Assuming your Marlin rifle has an unadulterated factory hammer spring in it, but still misfires, then what?
The first thing to check is the firing pin. Working with an unloaded Marlin rifle, and with the action fully closed and the hammer cocked, use a suitable object to push the exposed rear of the firing pin forward. Pay attention to the feel. The pin will not slide forward without noticeable friction. That said, if you feel that the travel is excessively sticky or gritty, a bolt strip-and-clean may be in order.

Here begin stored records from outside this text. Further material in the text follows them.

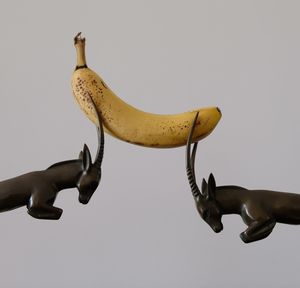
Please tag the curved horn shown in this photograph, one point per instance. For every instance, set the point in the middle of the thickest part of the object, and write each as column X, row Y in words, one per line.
column 100, row 132
column 190, row 161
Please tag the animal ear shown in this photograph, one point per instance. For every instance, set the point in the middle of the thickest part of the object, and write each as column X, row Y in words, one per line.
column 86, row 158
column 211, row 187
column 204, row 187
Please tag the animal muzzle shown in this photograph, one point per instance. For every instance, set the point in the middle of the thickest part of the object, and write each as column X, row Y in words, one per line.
column 84, row 200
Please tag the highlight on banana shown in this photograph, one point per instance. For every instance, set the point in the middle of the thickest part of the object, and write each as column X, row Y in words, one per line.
column 128, row 123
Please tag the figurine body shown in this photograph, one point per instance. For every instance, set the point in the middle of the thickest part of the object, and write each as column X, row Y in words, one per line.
column 38, row 190
column 259, row 209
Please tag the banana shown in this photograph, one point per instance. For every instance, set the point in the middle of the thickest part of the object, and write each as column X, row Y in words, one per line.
column 129, row 124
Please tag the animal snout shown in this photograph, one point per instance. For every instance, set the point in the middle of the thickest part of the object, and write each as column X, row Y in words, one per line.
column 83, row 200
column 218, row 228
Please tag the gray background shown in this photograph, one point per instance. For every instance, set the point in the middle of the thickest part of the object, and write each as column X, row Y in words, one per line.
column 141, row 228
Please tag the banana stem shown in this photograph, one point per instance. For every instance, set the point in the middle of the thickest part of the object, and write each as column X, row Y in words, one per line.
column 80, row 50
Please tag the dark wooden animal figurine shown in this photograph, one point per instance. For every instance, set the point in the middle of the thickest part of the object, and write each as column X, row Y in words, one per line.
column 259, row 209
column 37, row 190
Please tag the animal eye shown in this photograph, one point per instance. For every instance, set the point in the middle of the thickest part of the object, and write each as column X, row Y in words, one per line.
column 205, row 215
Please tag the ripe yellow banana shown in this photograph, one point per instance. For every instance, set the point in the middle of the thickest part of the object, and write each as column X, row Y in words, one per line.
column 129, row 124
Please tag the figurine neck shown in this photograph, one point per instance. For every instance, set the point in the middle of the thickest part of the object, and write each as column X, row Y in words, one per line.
column 65, row 174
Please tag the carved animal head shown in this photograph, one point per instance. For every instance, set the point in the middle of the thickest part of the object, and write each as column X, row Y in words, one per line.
column 206, row 203
column 91, row 172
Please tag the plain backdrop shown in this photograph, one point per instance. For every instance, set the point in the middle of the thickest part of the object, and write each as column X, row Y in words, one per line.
column 141, row 228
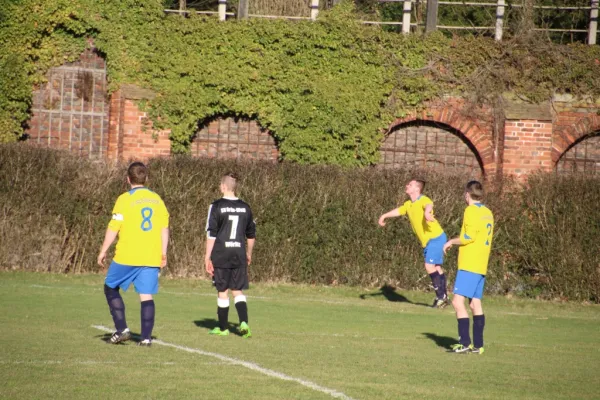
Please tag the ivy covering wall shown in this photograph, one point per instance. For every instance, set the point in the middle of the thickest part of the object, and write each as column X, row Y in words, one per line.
column 326, row 89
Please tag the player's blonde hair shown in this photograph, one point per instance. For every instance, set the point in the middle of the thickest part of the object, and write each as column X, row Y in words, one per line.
column 420, row 183
column 137, row 173
column 229, row 180
column 475, row 190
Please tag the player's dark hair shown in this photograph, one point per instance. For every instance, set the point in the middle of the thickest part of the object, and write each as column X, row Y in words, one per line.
column 230, row 180
column 475, row 190
column 137, row 173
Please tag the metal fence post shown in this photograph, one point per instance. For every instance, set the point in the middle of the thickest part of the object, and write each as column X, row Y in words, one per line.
column 431, row 24
column 499, row 19
column 406, row 16
column 243, row 9
column 222, row 10
column 314, row 9
column 593, row 31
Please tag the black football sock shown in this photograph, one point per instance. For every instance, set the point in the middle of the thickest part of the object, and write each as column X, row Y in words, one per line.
column 148, row 311
column 463, row 331
column 116, row 306
column 443, row 284
column 435, row 280
column 478, row 325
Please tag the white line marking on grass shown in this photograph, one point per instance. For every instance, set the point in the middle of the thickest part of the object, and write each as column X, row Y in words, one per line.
column 249, row 365
column 208, row 294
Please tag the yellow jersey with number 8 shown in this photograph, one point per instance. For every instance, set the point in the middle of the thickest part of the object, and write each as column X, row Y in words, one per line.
column 139, row 216
column 476, row 239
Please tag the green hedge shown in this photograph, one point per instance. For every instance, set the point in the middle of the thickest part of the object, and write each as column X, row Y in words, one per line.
column 316, row 224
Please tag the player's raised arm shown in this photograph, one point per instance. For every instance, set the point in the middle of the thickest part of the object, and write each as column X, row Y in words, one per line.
column 429, row 212
column 396, row 212
column 250, row 236
column 109, row 238
column 112, row 231
column 212, row 227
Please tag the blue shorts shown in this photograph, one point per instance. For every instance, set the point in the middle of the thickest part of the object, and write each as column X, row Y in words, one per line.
column 145, row 279
column 469, row 284
column 434, row 250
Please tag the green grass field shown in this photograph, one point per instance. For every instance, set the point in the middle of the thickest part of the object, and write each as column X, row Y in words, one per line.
column 308, row 343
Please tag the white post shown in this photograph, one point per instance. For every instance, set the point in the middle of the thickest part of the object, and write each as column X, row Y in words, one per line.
column 314, row 9
column 499, row 19
column 222, row 10
column 406, row 16
column 593, row 31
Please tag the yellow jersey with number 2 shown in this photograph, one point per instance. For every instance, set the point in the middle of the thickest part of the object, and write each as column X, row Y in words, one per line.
column 476, row 239
column 139, row 216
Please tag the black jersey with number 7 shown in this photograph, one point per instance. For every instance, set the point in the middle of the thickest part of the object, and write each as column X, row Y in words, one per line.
column 230, row 223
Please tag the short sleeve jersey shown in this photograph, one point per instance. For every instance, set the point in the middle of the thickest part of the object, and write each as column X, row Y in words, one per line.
column 424, row 229
column 476, row 239
column 139, row 216
column 230, row 223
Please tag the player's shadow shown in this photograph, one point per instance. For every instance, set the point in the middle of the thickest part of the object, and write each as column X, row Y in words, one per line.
column 444, row 342
column 135, row 337
column 211, row 323
column 389, row 292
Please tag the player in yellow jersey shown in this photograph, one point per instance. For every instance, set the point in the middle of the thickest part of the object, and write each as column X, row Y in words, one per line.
column 429, row 232
column 141, row 221
column 475, row 243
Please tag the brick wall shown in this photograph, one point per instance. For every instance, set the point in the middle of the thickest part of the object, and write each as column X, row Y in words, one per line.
column 72, row 112
column 234, row 138
column 527, row 147
column 430, row 145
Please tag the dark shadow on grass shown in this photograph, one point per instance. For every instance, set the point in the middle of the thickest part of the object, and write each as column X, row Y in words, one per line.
column 444, row 342
column 389, row 292
column 211, row 323
column 135, row 337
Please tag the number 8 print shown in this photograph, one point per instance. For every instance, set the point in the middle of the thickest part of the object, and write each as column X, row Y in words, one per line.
column 489, row 226
column 146, row 222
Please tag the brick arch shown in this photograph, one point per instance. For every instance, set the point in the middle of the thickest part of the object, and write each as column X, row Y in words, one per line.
column 230, row 137
column 468, row 128
column 565, row 136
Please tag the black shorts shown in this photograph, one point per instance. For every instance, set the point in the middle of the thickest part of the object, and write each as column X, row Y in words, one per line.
column 231, row 278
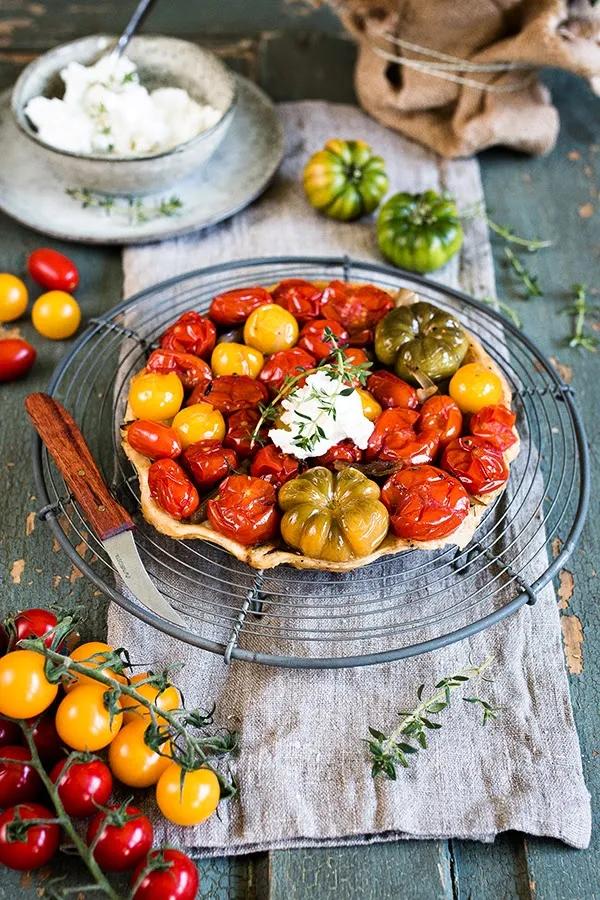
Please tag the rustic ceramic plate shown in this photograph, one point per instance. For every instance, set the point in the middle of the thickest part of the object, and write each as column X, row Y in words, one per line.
column 239, row 171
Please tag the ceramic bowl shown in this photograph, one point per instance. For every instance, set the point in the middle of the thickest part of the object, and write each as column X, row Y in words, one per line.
column 162, row 62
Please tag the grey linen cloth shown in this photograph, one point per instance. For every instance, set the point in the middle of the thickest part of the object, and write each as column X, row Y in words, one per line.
column 303, row 769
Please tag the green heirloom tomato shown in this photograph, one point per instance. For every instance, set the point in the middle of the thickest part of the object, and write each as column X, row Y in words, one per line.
column 421, row 337
column 419, row 232
column 345, row 180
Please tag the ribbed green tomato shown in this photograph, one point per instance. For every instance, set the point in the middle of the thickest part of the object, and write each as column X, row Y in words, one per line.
column 345, row 180
column 419, row 232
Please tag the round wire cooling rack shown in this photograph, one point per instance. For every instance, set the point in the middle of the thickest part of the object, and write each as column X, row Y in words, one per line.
column 396, row 607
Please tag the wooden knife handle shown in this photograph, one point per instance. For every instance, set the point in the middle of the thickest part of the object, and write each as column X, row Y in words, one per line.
column 73, row 458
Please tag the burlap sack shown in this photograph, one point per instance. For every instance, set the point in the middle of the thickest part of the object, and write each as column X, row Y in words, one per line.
column 421, row 64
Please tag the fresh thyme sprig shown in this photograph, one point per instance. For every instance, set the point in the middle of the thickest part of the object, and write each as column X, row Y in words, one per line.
column 410, row 735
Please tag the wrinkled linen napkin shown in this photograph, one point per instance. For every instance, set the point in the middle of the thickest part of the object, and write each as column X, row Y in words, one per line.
column 303, row 769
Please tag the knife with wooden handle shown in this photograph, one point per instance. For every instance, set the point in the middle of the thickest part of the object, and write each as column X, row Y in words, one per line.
column 110, row 522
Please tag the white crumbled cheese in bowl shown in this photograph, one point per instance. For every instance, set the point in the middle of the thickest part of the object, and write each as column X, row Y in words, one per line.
column 321, row 413
column 105, row 110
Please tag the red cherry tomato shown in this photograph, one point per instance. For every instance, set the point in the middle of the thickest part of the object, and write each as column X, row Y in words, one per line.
column 16, row 358
column 125, row 837
column 172, row 489
column 191, row 333
column 312, row 337
column 174, row 878
column 84, row 786
column 53, row 270
column 19, row 782
column 285, row 364
column 192, row 371
column 208, row 462
column 25, row 848
column 245, row 510
column 477, row 464
column 390, row 391
column 154, row 440
column 234, row 307
column 495, row 424
column 301, row 298
column 272, row 465
column 441, row 414
column 424, row 503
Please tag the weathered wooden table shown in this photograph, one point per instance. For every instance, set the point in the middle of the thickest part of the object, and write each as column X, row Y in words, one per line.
column 296, row 54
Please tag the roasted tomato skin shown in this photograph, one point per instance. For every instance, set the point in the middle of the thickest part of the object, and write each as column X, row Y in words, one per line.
column 234, row 307
column 273, row 466
column 244, row 509
column 154, row 440
column 495, row 424
column 191, row 333
column 478, row 465
column 208, row 462
column 171, row 488
column 424, row 503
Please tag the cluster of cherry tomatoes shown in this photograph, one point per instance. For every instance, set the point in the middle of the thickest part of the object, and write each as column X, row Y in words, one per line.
column 198, row 405
column 55, row 314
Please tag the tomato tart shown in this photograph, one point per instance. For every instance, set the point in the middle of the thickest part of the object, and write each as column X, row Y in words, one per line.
column 319, row 425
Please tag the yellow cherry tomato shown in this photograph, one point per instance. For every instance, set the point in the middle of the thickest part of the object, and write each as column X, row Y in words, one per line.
column 474, row 386
column 271, row 328
column 154, row 396
column 132, row 761
column 195, row 802
column 84, row 721
column 13, row 297
column 371, row 408
column 24, row 689
column 56, row 315
column 236, row 359
column 199, row 422
column 167, row 698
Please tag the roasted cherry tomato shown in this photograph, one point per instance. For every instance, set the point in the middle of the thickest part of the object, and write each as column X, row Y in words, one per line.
column 83, row 785
column 440, row 413
column 192, row 371
column 24, row 689
column 272, row 465
column 24, row 847
column 154, row 440
column 155, row 397
column 474, row 386
column 171, row 488
column 495, row 424
column 424, row 503
column 84, row 720
column 122, row 836
column 312, row 337
column 230, row 393
column 285, row 364
column 172, row 876
column 53, row 270
column 19, row 782
column 270, row 329
column 192, row 803
column 236, row 359
column 16, row 358
column 199, row 422
column 208, row 462
column 244, row 509
column 13, row 297
column 301, row 298
column 234, row 307
column 390, row 391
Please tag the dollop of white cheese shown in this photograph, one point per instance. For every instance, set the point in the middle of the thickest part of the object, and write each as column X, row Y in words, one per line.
column 105, row 109
column 321, row 413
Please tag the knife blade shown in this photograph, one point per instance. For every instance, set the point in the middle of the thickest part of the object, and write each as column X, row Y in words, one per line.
column 109, row 521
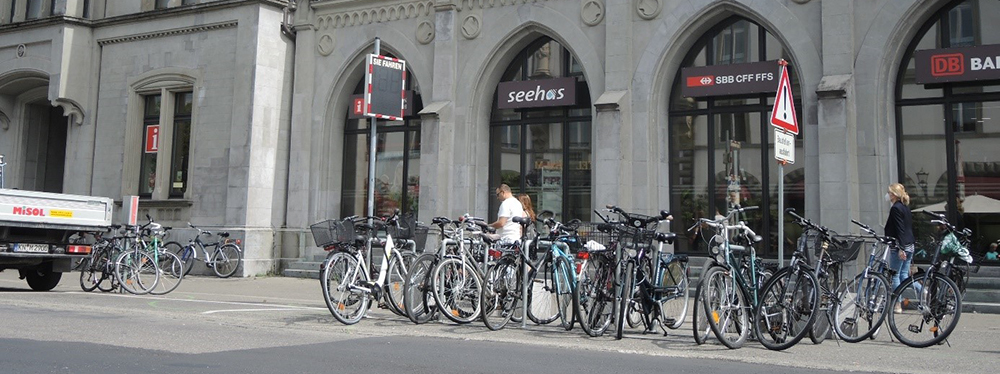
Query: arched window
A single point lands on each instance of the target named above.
(722, 147)
(544, 151)
(397, 165)
(948, 132)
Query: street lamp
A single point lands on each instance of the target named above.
(922, 180)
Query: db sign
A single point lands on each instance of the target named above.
(152, 138)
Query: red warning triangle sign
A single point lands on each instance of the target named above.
(783, 112)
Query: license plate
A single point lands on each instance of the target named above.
(31, 248)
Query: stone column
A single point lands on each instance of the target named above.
(837, 117)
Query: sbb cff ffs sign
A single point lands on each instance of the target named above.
(958, 64)
(723, 80)
(385, 80)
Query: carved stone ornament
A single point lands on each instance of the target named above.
(471, 26)
(592, 12)
(425, 32)
(648, 9)
(325, 45)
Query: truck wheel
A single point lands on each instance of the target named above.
(42, 279)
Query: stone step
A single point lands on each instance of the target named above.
(300, 273)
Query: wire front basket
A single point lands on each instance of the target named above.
(332, 232)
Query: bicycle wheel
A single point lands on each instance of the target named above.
(861, 306)
(226, 260)
(726, 308)
(592, 297)
(625, 293)
(699, 320)
(90, 274)
(543, 308)
(395, 282)
(501, 292)
(788, 307)
(171, 270)
(343, 282)
(565, 280)
(418, 298)
(457, 289)
(673, 298)
(931, 305)
(136, 272)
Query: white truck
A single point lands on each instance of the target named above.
(37, 232)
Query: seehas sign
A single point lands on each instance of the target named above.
(733, 79)
(958, 64)
(536, 93)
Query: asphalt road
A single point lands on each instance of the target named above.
(269, 325)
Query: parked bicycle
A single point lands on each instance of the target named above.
(224, 258)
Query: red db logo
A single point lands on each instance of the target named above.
(949, 64)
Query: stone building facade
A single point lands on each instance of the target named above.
(253, 101)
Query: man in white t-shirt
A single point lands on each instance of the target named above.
(510, 207)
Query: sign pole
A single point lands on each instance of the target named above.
(781, 214)
(371, 168)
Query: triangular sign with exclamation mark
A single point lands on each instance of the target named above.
(783, 113)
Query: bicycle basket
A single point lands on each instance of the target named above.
(407, 227)
(848, 248)
(332, 232)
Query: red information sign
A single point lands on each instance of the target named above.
(152, 138)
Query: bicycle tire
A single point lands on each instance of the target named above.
(592, 297)
(457, 289)
(564, 280)
(674, 304)
(418, 298)
(861, 307)
(726, 309)
(543, 308)
(136, 272)
(340, 284)
(185, 253)
(171, 273)
(501, 291)
(625, 292)
(90, 275)
(395, 283)
(937, 299)
(226, 260)
(791, 296)
(699, 326)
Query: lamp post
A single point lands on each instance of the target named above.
(922, 181)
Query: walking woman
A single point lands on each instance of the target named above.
(900, 227)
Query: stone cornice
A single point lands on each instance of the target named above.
(367, 16)
(162, 33)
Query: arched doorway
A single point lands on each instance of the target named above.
(948, 121)
(540, 143)
(397, 166)
(721, 143)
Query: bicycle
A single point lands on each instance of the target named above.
(655, 287)
(347, 290)
(224, 260)
(730, 288)
(931, 302)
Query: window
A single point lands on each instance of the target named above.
(544, 152)
(947, 133)
(34, 10)
(165, 136)
(721, 147)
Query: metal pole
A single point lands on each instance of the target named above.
(371, 168)
(781, 214)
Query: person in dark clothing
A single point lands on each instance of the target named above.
(899, 226)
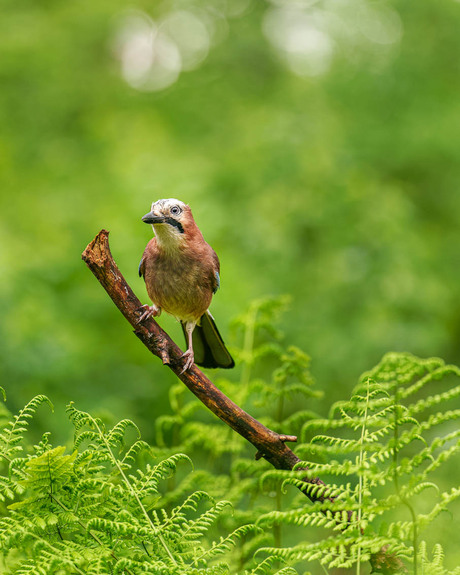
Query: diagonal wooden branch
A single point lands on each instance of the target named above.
(269, 444)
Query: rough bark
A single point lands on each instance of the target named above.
(269, 444)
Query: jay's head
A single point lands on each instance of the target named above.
(171, 220)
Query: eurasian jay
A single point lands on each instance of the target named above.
(181, 273)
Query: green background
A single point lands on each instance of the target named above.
(316, 142)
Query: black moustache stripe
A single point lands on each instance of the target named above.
(175, 223)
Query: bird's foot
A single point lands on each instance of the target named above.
(189, 357)
(148, 311)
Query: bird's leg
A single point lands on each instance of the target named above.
(149, 311)
(189, 355)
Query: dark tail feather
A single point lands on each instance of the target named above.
(208, 346)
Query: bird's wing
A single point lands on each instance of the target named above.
(149, 254)
(208, 346)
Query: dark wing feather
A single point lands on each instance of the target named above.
(141, 267)
(208, 345)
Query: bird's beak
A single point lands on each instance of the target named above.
(151, 218)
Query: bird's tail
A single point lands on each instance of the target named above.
(208, 345)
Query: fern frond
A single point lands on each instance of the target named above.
(12, 434)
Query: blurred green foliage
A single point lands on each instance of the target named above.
(326, 168)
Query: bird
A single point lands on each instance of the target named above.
(182, 273)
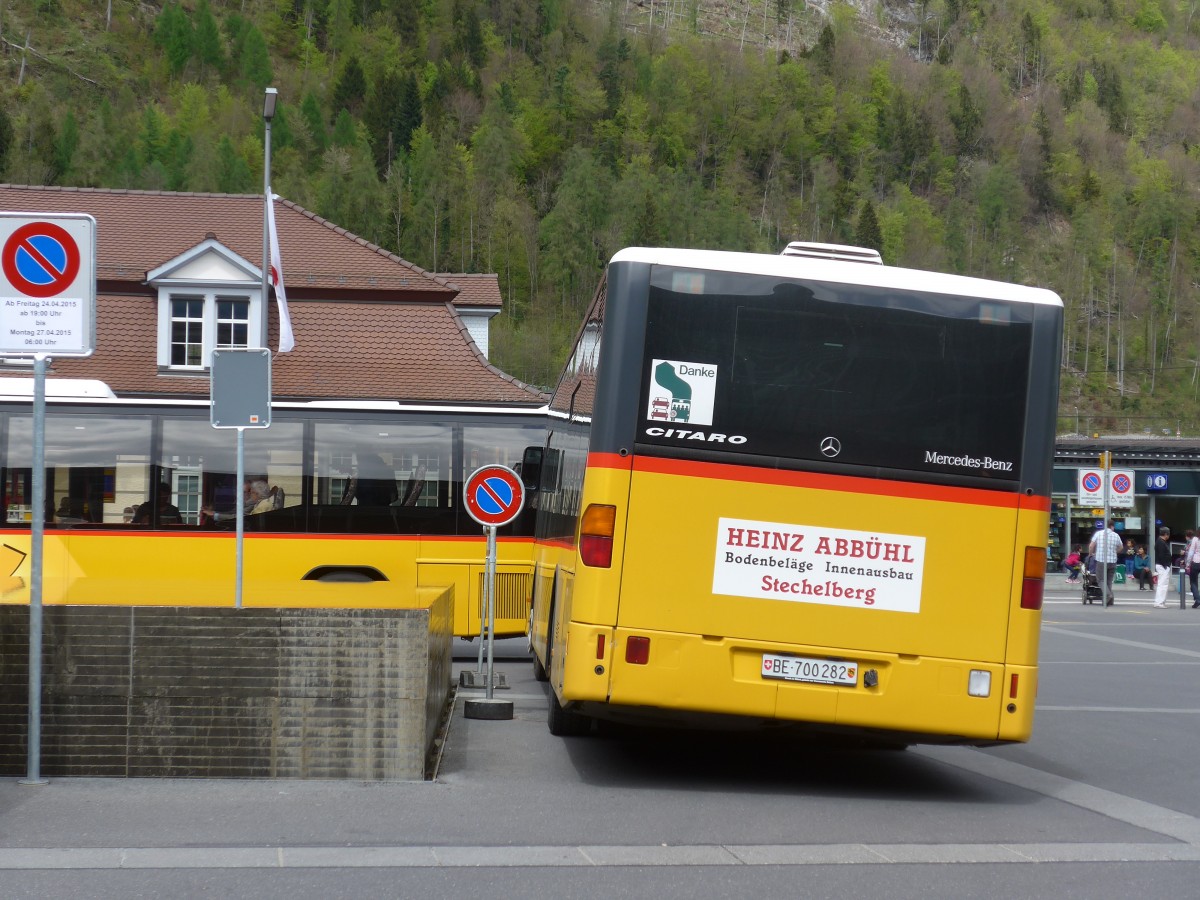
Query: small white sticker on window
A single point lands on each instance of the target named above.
(682, 393)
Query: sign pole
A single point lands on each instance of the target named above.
(48, 283)
(37, 529)
(1107, 460)
(493, 496)
(490, 579)
(240, 508)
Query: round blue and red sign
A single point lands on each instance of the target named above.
(41, 259)
(493, 496)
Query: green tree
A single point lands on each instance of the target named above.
(351, 89)
(173, 33)
(867, 233)
(255, 61)
(315, 120)
(5, 137)
(66, 144)
(382, 118)
(233, 173)
(209, 47)
(346, 132)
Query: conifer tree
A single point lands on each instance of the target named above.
(868, 233)
(5, 138)
(315, 120)
(351, 89)
(255, 64)
(173, 33)
(209, 47)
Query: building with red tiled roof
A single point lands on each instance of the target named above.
(178, 274)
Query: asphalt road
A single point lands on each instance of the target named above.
(1104, 802)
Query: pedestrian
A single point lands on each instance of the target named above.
(1141, 570)
(1073, 563)
(1162, 567)
(1105, 545)
(1192, 565)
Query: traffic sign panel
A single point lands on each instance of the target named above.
(47, 285)
(493, 496)
(41, 259)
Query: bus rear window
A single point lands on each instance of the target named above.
(835, 373)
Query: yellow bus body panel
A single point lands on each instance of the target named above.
(706, 648)
(137, 568)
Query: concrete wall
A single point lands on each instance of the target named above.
(189, 691)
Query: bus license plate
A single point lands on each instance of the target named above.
(814, 671)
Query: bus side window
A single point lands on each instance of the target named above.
(531, 468)
(552, 471)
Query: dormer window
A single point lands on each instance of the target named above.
(201, 324)
(208, 299)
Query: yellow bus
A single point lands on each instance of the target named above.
(798, 489)
(346, 504)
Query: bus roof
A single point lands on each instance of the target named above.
(844, 273)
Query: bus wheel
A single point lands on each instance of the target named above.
(565, 723)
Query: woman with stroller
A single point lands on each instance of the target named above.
(1072, 564)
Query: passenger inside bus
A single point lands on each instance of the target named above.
(159, 510)
(373, 484)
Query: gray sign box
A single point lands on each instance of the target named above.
(241, 389)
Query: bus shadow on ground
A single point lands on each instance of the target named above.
(771, 761)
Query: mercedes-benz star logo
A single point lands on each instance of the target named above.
(831, 447)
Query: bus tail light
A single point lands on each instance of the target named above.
(595, 535)
(1035, 577)
(637, 651)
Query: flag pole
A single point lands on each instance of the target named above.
(269, 100)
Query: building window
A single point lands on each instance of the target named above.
(233, 322)
(198, 323)
(186, 331)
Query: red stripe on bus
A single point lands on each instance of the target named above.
(611, 461)
(263, 535)
(845, 484)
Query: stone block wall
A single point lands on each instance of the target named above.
(220, 693)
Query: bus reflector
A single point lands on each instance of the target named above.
(979, 683)
(637, 651)
(1035, 577)
(595, 535)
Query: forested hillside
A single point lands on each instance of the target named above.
(1053, 143)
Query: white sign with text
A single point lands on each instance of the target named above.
(805, 564)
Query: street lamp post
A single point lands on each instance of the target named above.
(269, 100)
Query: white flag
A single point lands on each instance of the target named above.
(287, 341)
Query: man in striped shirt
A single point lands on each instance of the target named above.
(1105, 544)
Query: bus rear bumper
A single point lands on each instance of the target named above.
(915, 695)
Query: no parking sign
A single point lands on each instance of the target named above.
(47, 285)
(1091, 487)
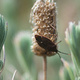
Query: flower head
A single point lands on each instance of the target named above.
(43, 18)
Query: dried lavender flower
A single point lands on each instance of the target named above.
(43, 18)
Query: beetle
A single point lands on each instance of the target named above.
(47, 44)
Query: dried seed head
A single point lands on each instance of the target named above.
(43, 17)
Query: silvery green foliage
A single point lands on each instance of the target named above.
(3, 31)
(73, 39)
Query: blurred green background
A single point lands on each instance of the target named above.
(16, 13)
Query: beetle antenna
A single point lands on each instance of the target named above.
(63, 53)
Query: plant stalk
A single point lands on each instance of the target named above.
(45, 67)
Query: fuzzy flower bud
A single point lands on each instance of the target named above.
(43, 18)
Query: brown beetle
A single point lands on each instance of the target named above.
(47, 44)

Cycle the marlin rifle lever and perform the test again. The pin should be flush with the rear of the bolt when it has gone fully home. If it isn’t, push harder. If, after a distinct stop/start, the pin finally goes flush, then you’ve found your problem. In this situation, the rear firing pin is not being lifted into proper alignment with the front pin, and is contacting the bottom of the passageway in the bolt, which bleeds off enough energy to cause a light strike on the primer.
If you don’t feel this distinct "hiccup" in the pin’s travel, but you are getting an occasional light strike, check the finger lever. Squeeze the lever all the way shut against the receiver then remove your hand.
Is the little bump stop just atop the loop/trigger guard snug against the receiver tang? If it is, exert light downward pressure on the lever. Does it drop slightly away from the tang? If light pressure will move the lever even slightly (it can take as little as a millimeter or two), then this is the most likely cause of your occasional light strike. Check firing pin travel in this configuration. If you now feel the hitch, you have probable cause. Get thee to a gunsmith.
In the extreme case that I mentioned at the beginning of this article, the lever would not align the firing pins even when fully closed. It is the secondary job of the locking block (being lifted home by the paw atop the finger lever) to guide the rear pin into alignment. In my exceptional instance, the guide in the top of the block had worn to the extent that it simply couldn’t accomplish the task. It took some head scratching, but I figured it out.
As a result of my findings, this is one of the many checks that we perform every time we work on a Marlin rifle. Because nothing is more frustrating to the rifleman, or more embarrassing to the rifle builder, than hearing a "click" when there should be a "bang."